Non è tutto: la strategia mira a facilitare l’utilizzo di varietà e colture tradizionali. Per farlo, verranno riviste le norme che regolano il loro commercio.

Vini Gemischter Satz di Vienna © Archivio Slow Food

Questa strategia può essere cambiata e migliorata?

Una volta presentata, la strategia non può più essere modificata. Tuttavia, dal momento che la norme attuative devono ancora essere messe a punto, c’è la possibilità di intervenire sul modo in cui la strategia si concretizzerà nella pratica. In ogni caso, comunque, i fondamenti rimarranno quelli resi noti il 20 maggio. 

Qual è la posizione di Slow Food su questa strategia?

Slow Food ritiene che la strategia per la biodiversità sia finalmente l’opportunità per proteggere l’ambiente, i produttori e la nostra salute. Siamo soddisfatti che la strategia riconosca il valore fondamentale dell’agrobiodiversità, che da anni è uno dei temi al centro del nostro impegno. Maggiori dettagli sulla nostra posizione sono disponibili qui (in inglese). 

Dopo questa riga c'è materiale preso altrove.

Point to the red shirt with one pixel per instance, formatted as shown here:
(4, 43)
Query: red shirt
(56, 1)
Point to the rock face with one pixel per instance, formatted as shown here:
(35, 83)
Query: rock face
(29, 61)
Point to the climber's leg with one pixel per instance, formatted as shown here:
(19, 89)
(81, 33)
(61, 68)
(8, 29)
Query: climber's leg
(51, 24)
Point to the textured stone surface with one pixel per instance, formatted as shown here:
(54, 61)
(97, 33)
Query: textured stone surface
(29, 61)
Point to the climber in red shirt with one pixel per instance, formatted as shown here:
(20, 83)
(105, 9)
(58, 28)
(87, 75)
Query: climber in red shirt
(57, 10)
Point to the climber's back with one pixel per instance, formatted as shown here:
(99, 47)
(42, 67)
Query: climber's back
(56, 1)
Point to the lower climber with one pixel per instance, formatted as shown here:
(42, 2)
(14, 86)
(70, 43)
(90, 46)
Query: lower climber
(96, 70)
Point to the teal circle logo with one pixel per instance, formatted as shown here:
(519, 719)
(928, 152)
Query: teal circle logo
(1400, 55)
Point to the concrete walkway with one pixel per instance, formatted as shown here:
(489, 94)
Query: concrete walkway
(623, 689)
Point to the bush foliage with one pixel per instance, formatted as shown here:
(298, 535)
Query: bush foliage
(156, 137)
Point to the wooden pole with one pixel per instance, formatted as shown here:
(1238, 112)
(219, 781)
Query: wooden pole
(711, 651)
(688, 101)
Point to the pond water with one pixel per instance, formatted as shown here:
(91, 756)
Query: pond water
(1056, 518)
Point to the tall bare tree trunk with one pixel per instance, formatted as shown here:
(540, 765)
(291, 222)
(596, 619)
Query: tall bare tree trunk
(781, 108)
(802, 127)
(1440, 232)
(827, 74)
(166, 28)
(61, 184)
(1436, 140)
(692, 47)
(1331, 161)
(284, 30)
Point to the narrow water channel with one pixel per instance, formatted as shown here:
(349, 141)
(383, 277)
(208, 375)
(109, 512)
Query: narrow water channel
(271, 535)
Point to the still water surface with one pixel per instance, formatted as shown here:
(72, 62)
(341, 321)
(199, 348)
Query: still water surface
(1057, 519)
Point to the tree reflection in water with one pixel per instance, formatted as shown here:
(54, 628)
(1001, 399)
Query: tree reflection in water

La strategia fa parte dell’European Green Deal: che cos’è, quando è stata lanciata e quali altri settori comprende?

Il Green Deal europeo, il piano ambientale della nuova Commissione europea, è stato annunciato l’11 dicembre 2019. L’obiettivo è affrontare le sfide legate al clima e all’ambiente agendo in diversi settori: dall’alimentazione alla natura, dall’industria al commercio, dalla mobilità all’approvvigionamento energetico, dalla lotta all’inquinamento fino all’economia circolare. Ognuno di questi settori è strettamente legato a tutti gli altri: per questo motivo gli obiettivi devono essere convergenti. In questo momento si sta procedendo all’elaborazione delle strategie dei piani d’azione per ciascuno di essi; l’11 marzo scorso, ad esempio, è stato presentato il Piano d’azione per l’economia circolare.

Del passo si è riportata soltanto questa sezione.